Microstructural Characterization and Hydrothermal Ageing Resistance of Rice Husk Silica-Doped Alumina Toughened Zirconia Biocomposite

This study investigates the influence of amorphous and crystalline silica derived from rice husk (RH), a sustainable agricultural waste, on the phase composition, microstructure, hydrothermal ageing resistance, mechanical properties, and biocompatibility of Alumina Toughened Zirconia (ATZ) biocomposites. The research supports the bio-circular economy by valorizing rice husk-derived silica as a functional additive in high-performance ceramics.
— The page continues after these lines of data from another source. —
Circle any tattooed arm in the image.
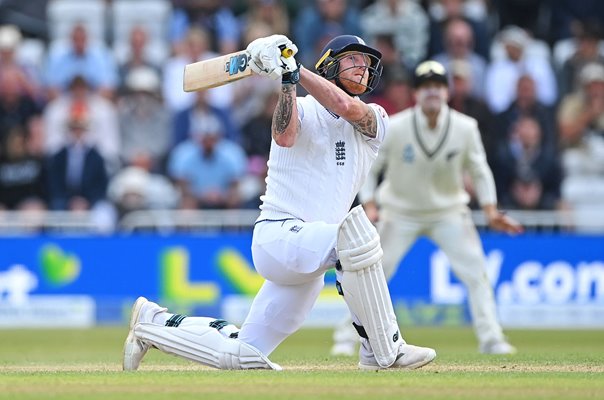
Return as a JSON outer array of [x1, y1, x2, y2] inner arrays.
[[271, 84, 300, 147], [300, 68, 377, 138]]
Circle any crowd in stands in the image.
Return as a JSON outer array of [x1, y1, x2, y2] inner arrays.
[[0, 0, 604, 231]]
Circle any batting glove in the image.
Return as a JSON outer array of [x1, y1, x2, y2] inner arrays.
[[281, 55, 300, 85], [247, 35, 298, 80]]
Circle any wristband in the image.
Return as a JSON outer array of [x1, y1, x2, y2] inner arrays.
[[281, 62, 301, 85]]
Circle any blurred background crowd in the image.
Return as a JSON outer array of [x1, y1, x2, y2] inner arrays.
[[0, 0, 604, 233]]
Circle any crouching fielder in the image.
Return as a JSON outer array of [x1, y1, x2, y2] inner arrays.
[[124, 35, 436, 370]]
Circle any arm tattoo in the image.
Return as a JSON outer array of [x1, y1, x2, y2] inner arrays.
[[272, 85, 296, 135], [351, 108, 377, 138]]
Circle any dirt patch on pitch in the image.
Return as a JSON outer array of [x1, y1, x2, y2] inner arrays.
[[2, 364, 604, 373]]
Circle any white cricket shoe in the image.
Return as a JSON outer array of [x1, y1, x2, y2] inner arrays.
[[480, 340, 517, 354], [359, 343, 436, 371], [122, 297, 167, 371]]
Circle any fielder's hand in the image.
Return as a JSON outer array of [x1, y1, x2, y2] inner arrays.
[[247, 35, 298, 80], [488, 211, 524, 235]]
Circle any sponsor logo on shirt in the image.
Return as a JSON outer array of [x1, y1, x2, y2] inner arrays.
[[336, 140, 346, 166], [403, 144, 415, 163]]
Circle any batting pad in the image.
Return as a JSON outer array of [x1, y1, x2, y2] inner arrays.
[[134, 323, 282, 371], [337, 206, 403, 368]]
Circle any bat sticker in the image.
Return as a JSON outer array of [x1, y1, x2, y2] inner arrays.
[[224, 53, 250, 75]]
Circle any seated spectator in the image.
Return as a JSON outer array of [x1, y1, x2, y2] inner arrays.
[[46, 24, 118, 99], [448, 59, 496, 160], [361, 0, 430, 70], [48, 109, 115, 230], [0, 67, 41, 150], [485, 26, 557, 114], [117, 66, 171, 171], [292, 0, 362, 68], [428, 0, 491, 61], [493, 116, 562, 210], [172, 89, 239, 147], [493, 75, 557, 148], [558, 63, 604, 148], [561, 134, 604, 232], [118, 25, 161, 93], [162, 28, 233, 116], [0, 126, 46, 210], [43, 76, 120, 173], [434, 18, 487, 99], [170, 0, 241, 54], [370, 68, 414, 115], [558, 21, 604, 97], [107, 163, 179, 217], [0, 25, 44, 103], [168, 114, 247, 209]]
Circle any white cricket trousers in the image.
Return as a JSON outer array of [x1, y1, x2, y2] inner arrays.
[[377, 207, 504, 344], [239, 219, 339, 356]]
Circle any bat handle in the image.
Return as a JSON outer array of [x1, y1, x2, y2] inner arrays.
[[279, 45, 294, 58]]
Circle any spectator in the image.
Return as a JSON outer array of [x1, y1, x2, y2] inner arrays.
[[162, 28, 233, 115], [107, 163, 179, 217], [118, 25, 161, 92], [117, 66, 171, 171], [48, 108, 115, 231], [558, 63, 604, 148], [0, 67, 41, 152], [0, 126, 46, 210], [449, 59, 496, 160], [558, 63, 604, 231], [172, 90, 241, 147], [168, 115, 246, 209], [485, 26, 557, 113], [171, 0, 241, 54], [293, 0, 361, 69], [239, 0, 289, 37], [494, 75, 557, 148], [46, 24, 118, 99], [361, 0, 430, 70], [548, 0, 604, 43], [558, 21, 604, 98], [428, 0, 491, 60], [0, 25, 44, 102], [370, 67, 414, 115], [43, 76, 121, 173], [434, 18, 487, 99], [494, 115, 562, 210]]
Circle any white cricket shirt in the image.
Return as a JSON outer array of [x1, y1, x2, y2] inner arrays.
[[359, 106, 497, 213], [258, 95, 388, 223]]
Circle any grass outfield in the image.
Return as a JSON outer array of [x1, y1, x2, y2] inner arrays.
[[0, 327, 604, 400]]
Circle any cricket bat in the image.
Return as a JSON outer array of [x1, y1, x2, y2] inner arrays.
[[183, 47, 293, 92]]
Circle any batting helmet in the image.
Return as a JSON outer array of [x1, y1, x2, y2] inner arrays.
[[413, 60, 449, 88], [315, 35, 382, 96]]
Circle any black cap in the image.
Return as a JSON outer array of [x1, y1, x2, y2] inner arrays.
[[413, 60, 449, 88]]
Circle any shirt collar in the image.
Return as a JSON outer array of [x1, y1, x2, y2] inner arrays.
[[415, 104, 449, 132]]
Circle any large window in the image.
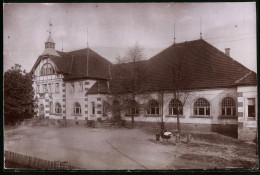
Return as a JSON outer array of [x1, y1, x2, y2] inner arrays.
[[169, 99, 183, 115], [48, 84, 52, 92], [74, 102, 81, 114], [41, 63, 55, 76], [193, 98, 210, 115], [102, 102, 109, 116], [50, 102, 53, 113], [55, 103, 61, 114], [92, 102, 96, 114], [36, 85, 40, 93], [70, 83, 74, 92], [222, 97, 236, 116], [247, 98, 255, 117], [79, 82, 83, 91], [147, 100, 159, 115], [125, 100, 139, 115], [55, 83, 60, 93], [42, 84, 48, 92]]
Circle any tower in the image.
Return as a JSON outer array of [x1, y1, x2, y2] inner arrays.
[[42, 21, 59, 56]]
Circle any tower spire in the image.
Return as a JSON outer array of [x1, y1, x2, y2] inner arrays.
[[47, 19, 52, 36], [173, 22, 176, 44], [61, 35, 63, 52], [87, 28, 89, 76], [200, 17, 202, 39], [42, 19, 59, 56]]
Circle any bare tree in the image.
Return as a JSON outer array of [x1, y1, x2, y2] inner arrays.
[[105, 44, 145, 127]]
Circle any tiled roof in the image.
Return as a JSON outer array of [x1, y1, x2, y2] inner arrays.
[[42, 48, 60, 56], [32, 48, 112, 80], [32, 40, 257, 94], [87, 80, 108, 94], [235, 72, 257, 85], [107, 40, 257, 94]]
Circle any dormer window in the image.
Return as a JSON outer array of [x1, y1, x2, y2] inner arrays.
[[41, 63, 55, 76]]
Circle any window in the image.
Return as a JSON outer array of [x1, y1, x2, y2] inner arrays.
[[79, 82, 83, 91], [48, 84, 51, 92], [41, 63, 54, 76], [125, 100, 139, 115], [50, 102, 53, 113], [55, 83, 59, 93], [147, 100, 159, 115], [92, 102, 96, 114], [74, 102, 81, 114], [70, 83, 74, 92], [222, 97, 236, 116], [247, 98, 255, 117], [55, 103, 61, 114], [169, 99, 183, 115], [43, 84, 48, 92], [36, 85, 40, 93], [102, 102, 109, 116], [193, 98, 210, 115]]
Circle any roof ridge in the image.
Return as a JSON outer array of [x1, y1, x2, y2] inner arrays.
[[235, 71, 253, 84]]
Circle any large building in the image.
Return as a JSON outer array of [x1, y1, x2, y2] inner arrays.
[[31, 29, 257, 140]]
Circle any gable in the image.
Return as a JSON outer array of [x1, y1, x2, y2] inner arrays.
[[33, 57, 58, 77]]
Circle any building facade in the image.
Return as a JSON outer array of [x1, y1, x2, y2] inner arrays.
[[31, 33, 258, 140]]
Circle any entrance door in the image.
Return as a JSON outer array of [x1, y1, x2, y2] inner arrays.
[[39, 104, 44, 118]]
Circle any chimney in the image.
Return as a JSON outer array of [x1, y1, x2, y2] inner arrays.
[[225, 48, 230, 57]]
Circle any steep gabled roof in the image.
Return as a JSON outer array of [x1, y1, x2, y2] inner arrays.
[[144, 40, 256, 89], [108, 40, 257, 91], [235, 71, 257, 86], [32, 48, 112, 80], [87, 80, 108, 94], [64, 48, 112, 80]]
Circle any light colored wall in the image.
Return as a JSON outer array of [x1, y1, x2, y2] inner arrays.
[[121, 88, 237, 124], [88, 94, 106, 120], [33, 58, 65, 119], [65, 80, 96, 120], [237, 86, 258, 127]]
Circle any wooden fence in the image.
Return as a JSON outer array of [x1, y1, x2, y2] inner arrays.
[[5, 151, 82, 170]]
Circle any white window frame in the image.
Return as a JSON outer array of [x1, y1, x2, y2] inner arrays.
[[73, 102, 81, 115], [55, 102, 62, 114], [221, 97, 237, 116], [193, 98, 211, 116], [55, 83, 60, 93]]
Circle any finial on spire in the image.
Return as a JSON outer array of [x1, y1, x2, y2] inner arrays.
[[61, 35, 63, 52], [200, 17, 202, 39], [173, 22, 176, 44], [87, 28, 88, 48]]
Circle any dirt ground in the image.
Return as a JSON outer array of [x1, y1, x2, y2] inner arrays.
[[4, 122, 258, 170]]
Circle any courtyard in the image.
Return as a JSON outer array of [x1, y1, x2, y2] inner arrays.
[[4, 121, 258, 170]]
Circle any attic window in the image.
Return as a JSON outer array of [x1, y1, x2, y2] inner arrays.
[[222, 97, 236, 116], [41, 63, 55, 76], [147, 100, 159, 115], [193, 98, 210, 115]]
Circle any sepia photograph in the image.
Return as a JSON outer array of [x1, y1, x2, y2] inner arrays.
[[3, 2, 259, 171]]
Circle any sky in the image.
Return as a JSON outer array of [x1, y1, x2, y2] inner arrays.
[[3, 2, 257, 72]]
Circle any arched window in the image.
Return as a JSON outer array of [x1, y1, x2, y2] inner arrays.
[[41, 63, 55, 76], [169, 99, 183, 115], [102, 102, 109, 117], [74, 102, 81, 114], [147, 100, 159, 115], [50, 102, 53, 113], [193, 98, 210, 115], [221, 97, 236, 116], [55, 103, 61, 114], [125, 100, 139, 115]]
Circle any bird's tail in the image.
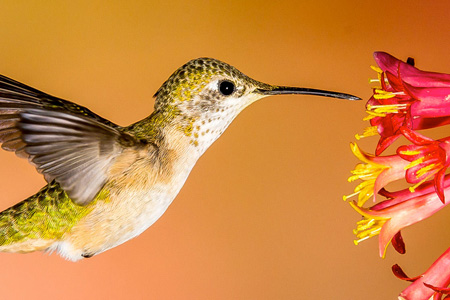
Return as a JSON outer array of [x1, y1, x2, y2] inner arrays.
[[0, 182, 86, 253]]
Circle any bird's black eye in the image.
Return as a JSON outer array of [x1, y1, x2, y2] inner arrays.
[[219, 80, 235, 96]]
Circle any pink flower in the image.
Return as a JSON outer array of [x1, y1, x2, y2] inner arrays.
[[344, 143, 408, 206], [357, 52, 450, 155], [344, 52, 450, 300], [350, 177, 450, 257], [392, 248, 450, 300], [397, 127, 450, 202]]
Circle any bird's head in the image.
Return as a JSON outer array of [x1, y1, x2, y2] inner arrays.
[[155, 58, 359, 150]]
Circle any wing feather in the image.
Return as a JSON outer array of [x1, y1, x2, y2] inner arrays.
[[0, 75, 144, 205]]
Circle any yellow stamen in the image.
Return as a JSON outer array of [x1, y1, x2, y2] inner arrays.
[[403, 156, 425, 170], [408, 174, 434, 193], [350, 202, 388, 245], [367, 103, 408, 114], [342, 192, 359, 201], [355, 126, 378, 140], [343, 143, 388, 205], [416, 164, 436, 178], [370, 66, 383, 74], [399, 150, 420, 155]]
Comprehensive characterization was conducted using X-ray diffraction (XRD), scanning electron microscopy (SEM), mechanical testing, hydrothermal ageing, and in vitro bioactivity assessments. Results show that both amorphous and crystalline silica improve ageing resistance, with 1 wt% RHA-derived silica yielding optimal mechanical and ageing properties in both cases. However, amorphous silica outperforms crystalline silica in enhancing flexural strength due to enhanced compaction. At concentrations beyond 1 wt%, a decline in mechanical performance is observed, although ageing resistance remains improved due to the formation of a protective glassy phase. This work highlights the comparative advantages of amorphous silica and reinforces the viability of RH-derived materials in advancing bio-circular and eco-friendly ceramic technologies.